Ford’s Driving Skills for Life programme is dedicated to teaching teens the skills they need for safe driving. To take on distracted driving specifically, Ford of Europe is going big. As in, VR big. “Ford Reality Check,” a new Daydream VR app, allows young drivers to see the possible consequences of everyday driving behaviour.
Keep your eyes on the road and your hands on the wheel. Wear your seatbelt in the correct position. Obey the speed limit. Avoid distractions from passengers. Never text and drive.
Newly licensed drivers have a lot to remember when they first pull out of the driveway, putting them more at risk of being distracted behind the wheel. The irony is that new drivers tend to think they’re invincible—a full 93% of new drivers feel as though they’re skilled, safe drivers, and 86% perceive themselves as safer drivers than others on the road.1 And yet, one in four European drivers has been involved in a car accident.1
That’s why Ford developed Driving Skills for Life (DSFL), a global programme designed to help young drivers improve their skills in four key areas: hazard recognition, vehicle handling, speed management, and space management. Created in 2003 by the Ford Motor Company Fund and the Governors Highway Safety Association, DSFL operates in 35 countries and has trained more than 1M drivers since its inception. So far, the brand’s efforts have included web-based trainings, impaired driving simulation courses, hands-on clinics, and digital games.
DSFL has helped countless novice drivers learn important safety skills, and it was looking to take those efforts to the next level. Or really, the next dimension.

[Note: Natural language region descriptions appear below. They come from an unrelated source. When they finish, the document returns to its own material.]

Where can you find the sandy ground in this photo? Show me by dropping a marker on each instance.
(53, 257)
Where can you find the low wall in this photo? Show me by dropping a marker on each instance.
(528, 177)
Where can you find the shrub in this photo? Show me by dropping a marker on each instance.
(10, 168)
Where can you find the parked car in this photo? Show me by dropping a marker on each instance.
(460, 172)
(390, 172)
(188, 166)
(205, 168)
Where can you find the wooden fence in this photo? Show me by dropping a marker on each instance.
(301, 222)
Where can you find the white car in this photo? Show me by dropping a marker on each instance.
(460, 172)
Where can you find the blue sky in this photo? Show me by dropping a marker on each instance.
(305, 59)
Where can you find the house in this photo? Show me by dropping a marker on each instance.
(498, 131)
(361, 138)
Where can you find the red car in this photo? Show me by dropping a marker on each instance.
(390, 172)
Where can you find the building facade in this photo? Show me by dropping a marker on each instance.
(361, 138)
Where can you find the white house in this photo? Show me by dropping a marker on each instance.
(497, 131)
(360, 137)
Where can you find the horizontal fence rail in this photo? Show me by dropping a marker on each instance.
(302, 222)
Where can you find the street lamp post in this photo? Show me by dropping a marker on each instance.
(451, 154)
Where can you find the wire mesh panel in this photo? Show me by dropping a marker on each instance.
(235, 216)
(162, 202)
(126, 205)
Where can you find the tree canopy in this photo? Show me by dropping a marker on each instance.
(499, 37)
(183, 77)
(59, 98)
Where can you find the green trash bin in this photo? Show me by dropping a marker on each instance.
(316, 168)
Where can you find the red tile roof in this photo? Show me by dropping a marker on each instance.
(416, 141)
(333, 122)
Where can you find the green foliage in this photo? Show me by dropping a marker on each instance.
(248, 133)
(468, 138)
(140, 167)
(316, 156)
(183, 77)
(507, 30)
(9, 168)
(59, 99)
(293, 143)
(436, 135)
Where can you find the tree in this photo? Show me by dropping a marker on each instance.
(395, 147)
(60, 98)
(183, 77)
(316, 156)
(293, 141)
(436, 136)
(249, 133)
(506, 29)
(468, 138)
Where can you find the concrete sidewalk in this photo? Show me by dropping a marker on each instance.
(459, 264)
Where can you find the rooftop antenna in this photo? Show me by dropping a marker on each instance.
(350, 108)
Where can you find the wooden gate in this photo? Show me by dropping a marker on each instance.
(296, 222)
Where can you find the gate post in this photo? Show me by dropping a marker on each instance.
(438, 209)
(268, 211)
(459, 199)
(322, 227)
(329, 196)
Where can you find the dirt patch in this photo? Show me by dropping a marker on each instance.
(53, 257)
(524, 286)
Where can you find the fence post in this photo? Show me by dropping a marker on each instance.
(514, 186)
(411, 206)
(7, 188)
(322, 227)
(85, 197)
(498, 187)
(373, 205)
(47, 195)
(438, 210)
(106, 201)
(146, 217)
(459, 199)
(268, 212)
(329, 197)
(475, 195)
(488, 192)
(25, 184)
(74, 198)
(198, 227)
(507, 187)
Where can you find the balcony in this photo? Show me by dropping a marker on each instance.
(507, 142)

One of the best places for drivers to learn new skills safely is in simulations. So Ford of Europe and its WPP agency partners teamed up with Happy Finish and Google to bring innovative VR technology to its DSFL events—and to users at home.
Creating an immersive, educational experience
Teens love tech. Teens love games. Teens love driving. Based on these simple insights, “Ford Reality Check,” the first Daydream app that replicates the key distractions young drivers face on the road, was born. Ford of Europe and the Google team knew that to reach (and educate) famously hard-to-engage teens, they would have to do something truly new—and truly cool. That’s why Google’s Daydream VR was the perfect platform.
Using the Daydream controller, users simulate driving while trying to avoid virtual distractions, including taking a video call, responding to a text message, or changing the music, among others. For example, drivers can snap a VR selfie and see a potential consequence of this. At the end of the experience, the (digital) drivers are shown what percentage of the time they took their eyes off the road. At the end of the experience, the (digital) drivers are shown what percentage of the time they took their eyes off the road.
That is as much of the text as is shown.